The Maya milpa system with its continuously losing fight against slowly declining crop yields carried within its operation the seed of its own destruction. The practice of using fire to clear the jungle and brush destroyed all surface litter and much of the humus in the soil. During the thousands of years that the Maya followed this practice, they wrought basic physical and chemical changes in the soil. Continuous cropping and erosion surely depleted the vital supply of soil phosphorus. Under the hugh annual rainfall, erosion accelerated in the denuded areas, stripping them of top soil and choking the lowland basins with silt.

This distinctive, shifting agriculture of the Maya also depleted the river plains of the Peten of soil nutrients, particularly phosphorus, and destroyed the physical structure so essential to continued production of deep soils. The level lands, including the deltas, probably degenerated more quickly than the hilly terrain where the limestone substrata from which the soil evolved are much nearer the surface.

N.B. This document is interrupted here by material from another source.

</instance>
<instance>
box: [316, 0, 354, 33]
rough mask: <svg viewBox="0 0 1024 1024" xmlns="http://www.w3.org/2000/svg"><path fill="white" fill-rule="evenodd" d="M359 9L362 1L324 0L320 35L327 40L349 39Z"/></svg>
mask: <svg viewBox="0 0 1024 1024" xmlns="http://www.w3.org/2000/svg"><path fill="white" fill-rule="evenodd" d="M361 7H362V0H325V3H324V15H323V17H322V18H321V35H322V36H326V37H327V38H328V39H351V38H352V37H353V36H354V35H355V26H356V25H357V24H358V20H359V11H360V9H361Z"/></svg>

The image of this man-wrought destruction in the land of the ancient Maya is a specter that haunts the civilized world today. Here is the tragic story of a people who perished through application of the selfsame force through which they achieved greatness.

The ancestors of the Maya came from the North into literally a furnace of plant creation, where they domesticated useful plants and developed an agriculture which, in turn, enabled them to create a magnificent civilization. But their development of an agriculture skipped the one vital step: the practice of soil and water conservation to maintain soil fertility in perpetuity. How could a people as intelligent and versatile as the Maya obviously were, a people who developed agriculture as far as they did–how could such human beings, creating a highly complex civilization over centuries in time, make such a fatal mistake?

photo of strangler fig
A strangler fig growing on a breadnut tree in the jungle at Tikal.

It may be that this mistake provides the answer to the age old riddle, why Tikal and the other great cultural centers of the ancient Maya were abandoned. The faltering of their agricultural economy, basic as it was to Maya civilization, may have coincided with decadence in the social structure, as well as abuses inherent in the narrow dictatorial theocracy which held the culture together. A series of crop failures could have precipitated crises which led to revolution and the final downfall. Although it would not be wise to attribute the disintegration exclusively to a single factor, the failure of Maya agriculture ma well have served as the catalytic agent which led to the ultimate crisis in a tired and degenerating culture. Only thus can we account satisfactorily for the almost simultaneous abandonment of such great centers as Tikal and Piedras Negras with their varied physical environment.

Today the wonderful jungle of Tikal has buried all in a serenity of its own, and it is for man to delve into these mysteries.